The people in these images came together from around the world Saturday night not only to enjoy a nostalgic reunion of '70s B'nai B'rith Youth Organization members but to raise funds to keep the once-thriving youth group alive for their own children.
"Many of us have children or teenagers who are approaching the age to join a group like BBYO," said Sheila Devore, co-organizer of the event. "This makes us the prime generation to have a vested interest in its strength."
Bay Area-born Gary Schulman came all the way from Israel to attend the Feb. 1 regional event at San Francisco's Airport Hilton Hotel.
Schulman had recently been informed of his 25-year high school reunion, but it wasn't practical for him to fly to the United States twice.
The choice was easy.
He looked around the Hilton hotel ballroom at his BBYO contemporaries and said there was no question in his mind which of the two reunions would take first priority.
Schulman's enthusiasm was typical of this baby-boomer group. Over and over one heard the accolades:
"It was my life."
"It was much more important than high school."
"It made me who I am today."
"I went from being a follower to being a leader," said BBYO alumna Debbie Cohn, now the steering committee chair of San Francisco's new Israel Center. Cohn, who was 1977 regional president of BBYO's Northern California region, traced her "can-do" attitude to the first meeting she attended at BBG (B'nai B'rith Girls).
"Someone suggested that I run for office, and I wasn't sure," said Cohn. But the fellow member "told me not to worry. She said I could do it."
Alan Silver, an attorney with Kay & Merkle in San Francisco, also gained valuable leadership experience from BBYO. As 1969 regional president of AZA, BBYO's boys' group, he traveled to leadership conventions in Sacramento and Los Angeles, where he ran meetings with other BBYO teens.
"It gave me opportunities I would never have had otherwise," he said.
Silver, who gives an annual endowment speech at Oakland's Temple Beth Abraham, attributed his own Jewish community activism and that of his wife, Cheryl, in large part to their BBYO training.
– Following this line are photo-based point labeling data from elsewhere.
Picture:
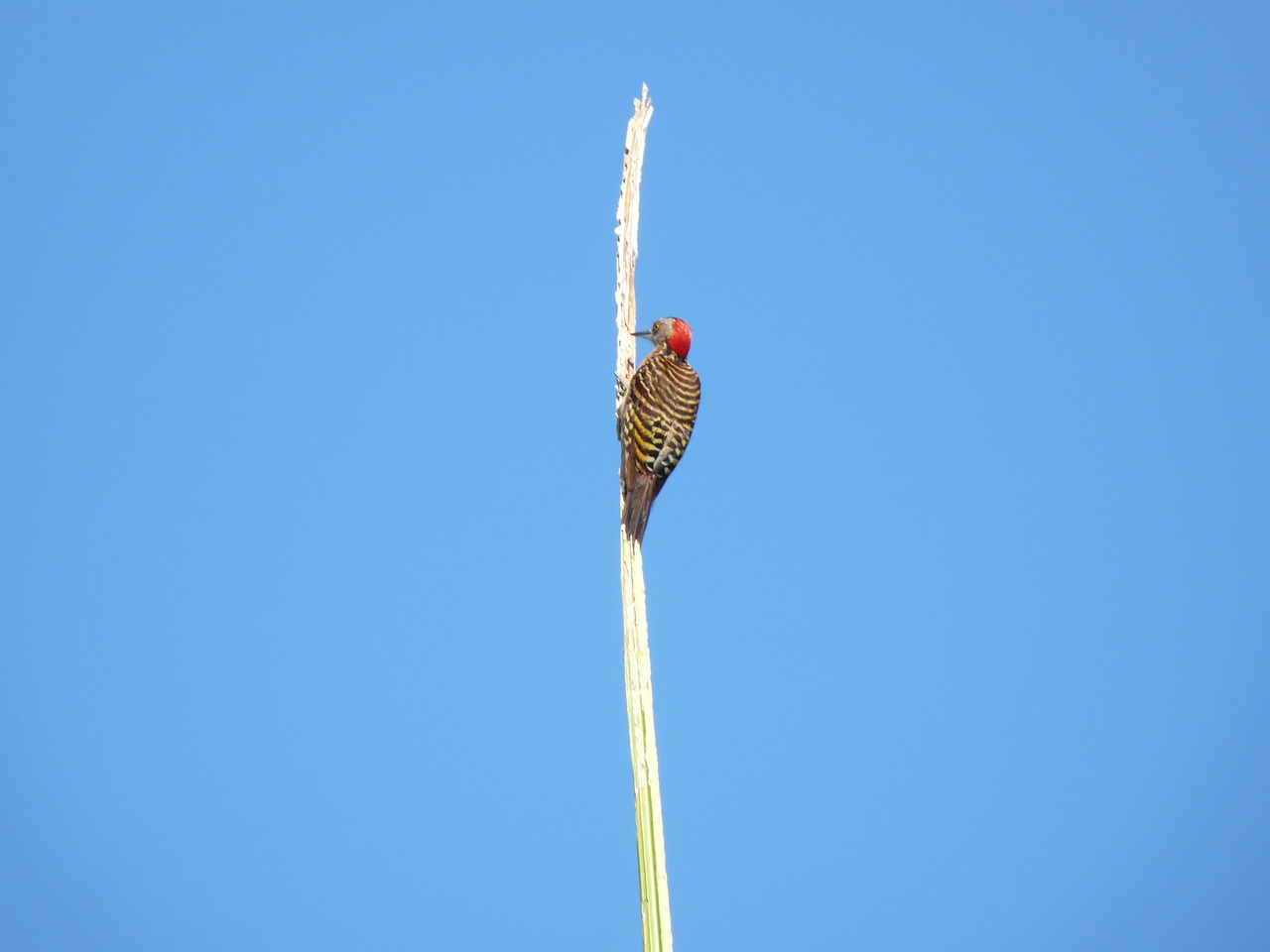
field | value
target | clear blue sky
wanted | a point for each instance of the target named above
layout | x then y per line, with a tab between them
310	631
Now they hope Oakland will start a BBG chapter of its very own for their daughter.
"We really didn't expect this level of response," said Lynn Goldfinger-Abram, who co-chaired the event committee with Devore. Of the 1,000 members their committee found and contacted, 500 attended.
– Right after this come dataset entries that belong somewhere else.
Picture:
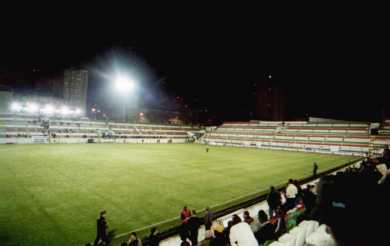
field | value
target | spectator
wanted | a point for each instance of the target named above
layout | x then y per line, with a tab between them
247	218
153	239
185	215
315	169
236	219
274	200
102	232
386	156
208	219
241	235
226	232
266	231
291	193
309	199
218	238
194	223
279	222
134	240
183	233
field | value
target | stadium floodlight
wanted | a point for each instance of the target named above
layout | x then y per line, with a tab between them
124	84
48	109
65	110
77	111
32	108
16	107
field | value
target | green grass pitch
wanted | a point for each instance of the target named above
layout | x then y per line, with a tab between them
52	194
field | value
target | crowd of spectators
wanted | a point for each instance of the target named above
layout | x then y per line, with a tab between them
353	205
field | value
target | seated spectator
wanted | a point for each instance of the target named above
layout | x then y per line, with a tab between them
185	215
226	232
241	234
274	200
153	239
133	240
279	222
266	231
309	199
291	194
247	218
184	235
218	238
194	223
236	219
208	220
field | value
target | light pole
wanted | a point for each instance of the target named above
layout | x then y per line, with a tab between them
124	85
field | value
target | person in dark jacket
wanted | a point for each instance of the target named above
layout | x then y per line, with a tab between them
274	200
153	239
208	219
315	169
309	199
185	215
194	223
266	231
102	229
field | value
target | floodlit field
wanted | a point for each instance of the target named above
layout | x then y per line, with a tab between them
52	194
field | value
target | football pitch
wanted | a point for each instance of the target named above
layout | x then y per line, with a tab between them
52	194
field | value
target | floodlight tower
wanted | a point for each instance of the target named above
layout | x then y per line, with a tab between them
124	85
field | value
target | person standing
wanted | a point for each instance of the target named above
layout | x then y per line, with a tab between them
102	229
315	169
194	223
208	219
185	215
291	193
274	200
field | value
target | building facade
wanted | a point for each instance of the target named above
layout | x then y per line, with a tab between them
270	100
75	87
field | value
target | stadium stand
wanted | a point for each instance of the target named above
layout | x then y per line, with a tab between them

Al Freedman, director of alumni development at B'nai B'rith in Washington, D.C., confirmed that it was an outstanding response. Freedman, who has advised more than two dozen event committees, said that most alumni decade gatherings draw crowds of around 300.
But while they were overwhelmed by the impressive response to the reunion, Goldfinger-Abram and Devore would like it to be more than a one-shot deal.
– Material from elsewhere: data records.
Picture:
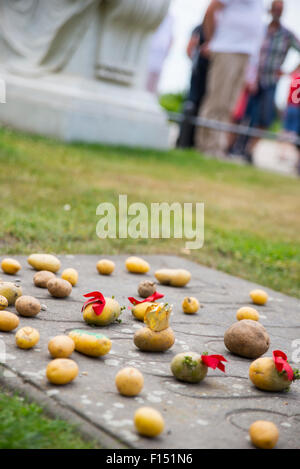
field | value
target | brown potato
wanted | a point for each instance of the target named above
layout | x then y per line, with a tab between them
41	278
247	338
28	306
151	341
59	288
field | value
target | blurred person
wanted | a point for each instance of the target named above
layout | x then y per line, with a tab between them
160	46
233	31
200	64
276	44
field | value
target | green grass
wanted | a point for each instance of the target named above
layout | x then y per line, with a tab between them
23	425
252	221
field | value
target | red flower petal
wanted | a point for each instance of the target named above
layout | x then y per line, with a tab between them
214	361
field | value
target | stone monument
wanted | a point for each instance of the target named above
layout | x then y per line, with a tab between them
75	70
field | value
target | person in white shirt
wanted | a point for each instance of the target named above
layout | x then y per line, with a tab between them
234	31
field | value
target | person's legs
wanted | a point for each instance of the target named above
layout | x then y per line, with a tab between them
225	81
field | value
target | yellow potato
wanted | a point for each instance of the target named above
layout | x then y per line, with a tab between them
137	265
129	381
105	267
44	262
41	278
110	313
259	297
148	421
71	275
151	341
59	288
28	306
264	376
27	337
264	434
90	343
173	277
61	371
3	302
247	313
10	291
8	321
61	346
10	266
190	305
139	310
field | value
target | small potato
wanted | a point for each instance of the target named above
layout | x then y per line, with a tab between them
105	267
247	338
44	262
28	306
139	310
173	277
129	381
61	371
10	291
61	346
259	297
90	343
71	275
148	422
41	278
137	265
264	376
27	337
110	313
10	266
8	321
264	434
151	341
146	288
59	288
190	305
188	367
247	313
3	302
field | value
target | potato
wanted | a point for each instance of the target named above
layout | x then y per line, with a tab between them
10	291
61	346
44	262
8	321
27	337
173	277
137	265
105	267
28	306
129	381
59	288
259	297
10	266
139	310
247	313
190	305
188	367
110	313
71	275
151	341
264	434
41	278
90	343
247	338
148	422
3	302
61	371
264	376
146	288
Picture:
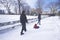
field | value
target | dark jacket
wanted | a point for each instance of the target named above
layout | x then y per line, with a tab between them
23	18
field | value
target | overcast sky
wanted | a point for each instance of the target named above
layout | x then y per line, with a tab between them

Witnessing the financial problems B'nai B'rith has faced in recent years, the two women were moved to form the BBYO 1970s Alumni Association [(415) 312-9108 or (415) 342-7829] to support BBYO. Using the reunion as a springboard, they hope to raise money for scholarships and new BBYO chapters, and also to increase the number of adult volunteer advisers in the Bay Area.
Sharon Papo and Shawn Lichaa, who attended the event as representatives of BBYO's youth leadership, were as determined as their elders to fortify the group. They spoke enthusiastically about BBYO's impact on their lives.
"A few months ago, I planned an event on self-esteem called `Our Bodies, Ourselves,'" said Papo, an 18-year-old regional BBG president. "It was wonderful because it taught me that I could make a difference."
Said Lichaa, "AZA has helped me get in touch with Judaism, and not just the textbook stuff" — such as his planning a BBYO basketball tournament.
One thing's for sure: Lichaa's and Papo's reunion, when it comes, will be a whole lot easier to plan than this one.
"It's been a grueling year," admitted Goldfinger-Abram. Forming the event committee a year ago, she and Devore were armed with a paltry 100 names and no registration records.
"Computers didn't reach BBYO until the 1980s," she said, "and written chapter records were patchy at best. Of course, women were especially hard to find, as their married names were often different."
To locate members, the committee used a variety of approaches. Word of mouth and letters to synagogues yielded results, as did the Internet White Pages.
"Sometimes we'd find 10 people with the same name and we'd have to call them all to find our member," said Goldfinger-Abram.
Helping to defray costs, alumnus Dolph Meyerson, a San Francisco loan officer, donated his office and long-distance phone lines on weekends. The committee, taking him up on the offer, descended for the lengthy telephone sessions they called "Name-a-thons."
"It was so exciting when we finally located someone," said Goldfinger-Abram.
That sense of excitement was tangible in the Hilton ballroom Saturday night. Hope Silbert traveled from Phoenix, and was overjoyed to see old friend Mark Monasch. Ed Pareki and his wife, one of many AZA-BBG couples, were there from Portland, Ore.
"This reunion has brought back so many memories and loving thoughts," said Cohn.
Whether they joined BBYO primarily for social events or to develop their leadership potential, these alumni seemed to agree on one thing. In a decade when religion was not as trendy as platform shoes, Judaism and friendship bound them together for life.